The highly successful entrepreneur, who founded multiple biotech companies and reportedly accumulated an estimated net worth of $600 million by the age of 31 in 2016, recounted to Breitbart News how the perseverance and hard work of his parents, immigrants from India who came to America with little, still leaves him baffled.

His father worked at a General Electric (GE) plant in Evendale, just north of Cincinnati, and the candidate recalled turbulent times for his family as a child in the 1990s when “[former GE CEO] Jack Welch instituted a whole round of layoffs at” the plant.

It “created some real job insecurity risks for our family, and so that was, probably, one of the more stressful parts of growing up,” Ramaswamy said. “But my dad ended up finding an opportunity to keep a stable career there if he went to law school and got a law degree. And so he went to night classes and went to law school at Northern Kentucky University after a full day at work for four years, while my mom also held a full-time job and their two kids.
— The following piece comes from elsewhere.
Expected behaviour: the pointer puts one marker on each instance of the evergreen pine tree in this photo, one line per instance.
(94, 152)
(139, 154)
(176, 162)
And honestly, as the dad of two kids now, I have no idea, I have zero idea how they did that.”

Ramaswamy laughed that when he was in sixth grade, he often sat in the back of a lecture hall at Northern Kentucky University while his father studied law to become a patent lawyer. Other times, he and his brother would be playing piano at a nursing home while their mother worked as a geriatric nurse with Alzheimer’s patients.

“That’s kind of how piano became a staple in our upbringing,” he said.
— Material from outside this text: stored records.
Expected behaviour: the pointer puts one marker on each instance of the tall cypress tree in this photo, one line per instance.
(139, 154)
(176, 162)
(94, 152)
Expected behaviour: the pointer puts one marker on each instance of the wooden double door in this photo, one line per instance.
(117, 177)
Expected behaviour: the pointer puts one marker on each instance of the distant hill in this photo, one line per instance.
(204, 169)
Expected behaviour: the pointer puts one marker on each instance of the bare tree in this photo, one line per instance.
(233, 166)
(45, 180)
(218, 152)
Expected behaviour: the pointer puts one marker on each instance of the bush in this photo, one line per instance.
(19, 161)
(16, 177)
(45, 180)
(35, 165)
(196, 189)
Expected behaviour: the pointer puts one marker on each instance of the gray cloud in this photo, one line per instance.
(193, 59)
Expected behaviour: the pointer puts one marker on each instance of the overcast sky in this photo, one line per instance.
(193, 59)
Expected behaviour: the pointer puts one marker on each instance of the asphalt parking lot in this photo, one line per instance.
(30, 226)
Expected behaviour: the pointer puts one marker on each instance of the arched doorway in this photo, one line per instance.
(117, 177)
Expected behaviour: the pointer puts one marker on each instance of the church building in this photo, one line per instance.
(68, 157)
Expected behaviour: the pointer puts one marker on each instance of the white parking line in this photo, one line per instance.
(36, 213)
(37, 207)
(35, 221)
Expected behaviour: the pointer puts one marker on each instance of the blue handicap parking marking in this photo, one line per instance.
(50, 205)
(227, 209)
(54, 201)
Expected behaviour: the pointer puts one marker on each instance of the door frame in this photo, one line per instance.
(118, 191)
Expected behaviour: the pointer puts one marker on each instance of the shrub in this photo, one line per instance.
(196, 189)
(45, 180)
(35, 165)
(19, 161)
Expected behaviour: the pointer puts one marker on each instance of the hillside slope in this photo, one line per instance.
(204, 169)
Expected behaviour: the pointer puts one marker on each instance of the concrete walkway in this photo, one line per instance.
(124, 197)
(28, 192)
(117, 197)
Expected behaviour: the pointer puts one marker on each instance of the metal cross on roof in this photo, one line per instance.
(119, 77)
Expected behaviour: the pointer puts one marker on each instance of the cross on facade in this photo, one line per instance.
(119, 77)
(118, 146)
He told Breitbart News that “growing up in… an immigrant household” there “was an immense focus on education.” He attended public schools during his elementary school and middle school years, noting that education was not necessarily the focus of some of his peers, as some “came from more difficult backgrounds.”
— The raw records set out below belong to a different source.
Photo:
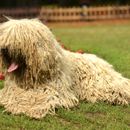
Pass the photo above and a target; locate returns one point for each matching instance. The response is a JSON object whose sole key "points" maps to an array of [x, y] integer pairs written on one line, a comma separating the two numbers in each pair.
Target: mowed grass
{"points": [[112, 43]]}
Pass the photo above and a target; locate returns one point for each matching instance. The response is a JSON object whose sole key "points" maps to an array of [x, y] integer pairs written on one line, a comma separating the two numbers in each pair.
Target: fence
{"points": [[19, 13], [69, 14], [84, 13]]}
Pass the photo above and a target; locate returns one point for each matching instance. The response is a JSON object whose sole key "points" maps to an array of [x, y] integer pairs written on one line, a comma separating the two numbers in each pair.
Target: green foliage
{"points": [[111, 42]]}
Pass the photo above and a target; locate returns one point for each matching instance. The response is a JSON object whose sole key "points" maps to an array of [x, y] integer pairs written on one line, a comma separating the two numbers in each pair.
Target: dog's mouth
{"points": [[14, 66], [14, 61]]}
“I think that there was a difficult decision my parents had to make when I was finishing eighth grade. They weren’t quite, you know, in a position of wealth to be able to comfortably pay for private school,” he explained. “At the same time, they wanted to put us in a position that we were able to pursue academic excellence, and so they nonetheless made the decision to then send me to St. Xavier High School.”

Ramaswamy, who eventually graduated as valedictorian from the Catholic high school, said the experience “was life-altering in a good way,” as he took an interest in theology as a study, finding “commonality” between catholicism and Hinduism, his religion.

“You know, I think the idea of me being a non-Catholic in a Catholic school, alone, or one of the lone Hindus in that school, really forced me to understand and inhabit a religious perspective that was different than my own, and actually, then to rediscover a commonality on the other side of it,” he explained. “And so that was, I think, like, we had such a rigorous family with respect to like academics, like ‘Study science, study math,’ but then at St. X, we like studied religion the same way.”

“I think that almost caused me to view it a little bit differently than classmates who, you know, maybe had grown up in it, and vice versa,” he said. “And maybe if I had gone to Hindu school, it would have been the same way for me ‘like, okay, whatever.’ Whereas, you know, it wasn’t that way for me at St. X, and so that’s part of why I had such an affinity for the school and actually remain on the board of the school today.”

From there, he attained a biology degree from Harvard and a Law degree from Yale and founded “multibillion-dollar companies while getting married, raising a family, and following my faith in God,” as he noted in his launch video. However, he then stated that “The sad part is if I had been born 20 years later, I think my story would have been impossible.”

Ramaswamy expanded on that sentiment Wednesday evening.

“The fact that I was able to succeed in the system of free market capitalism, while also getting married, while also creating a family, while also following my faith in God – and while not apologizing for those things – I think that was unique to the moment that I lived in relative to the 20 years since then,” he said.  “And, you know, frankly, the fact that that’s true, it makes me sad, but also, it’s part of what motivates me to do this.”

“I think the American moment demands an answer to the question of individual identity,” he told a handful of reporters at the Red Arrow Diner earlier in the day. “What does it mean to be a citizen of a nation, and what does it mean to be a citizen of this nation? That’s the whole ball game right now. That’s the whole ball game in this campaign, but I think that’s the whole ball game of where this country’s at too… Rediscover what America is; that’s the real question.”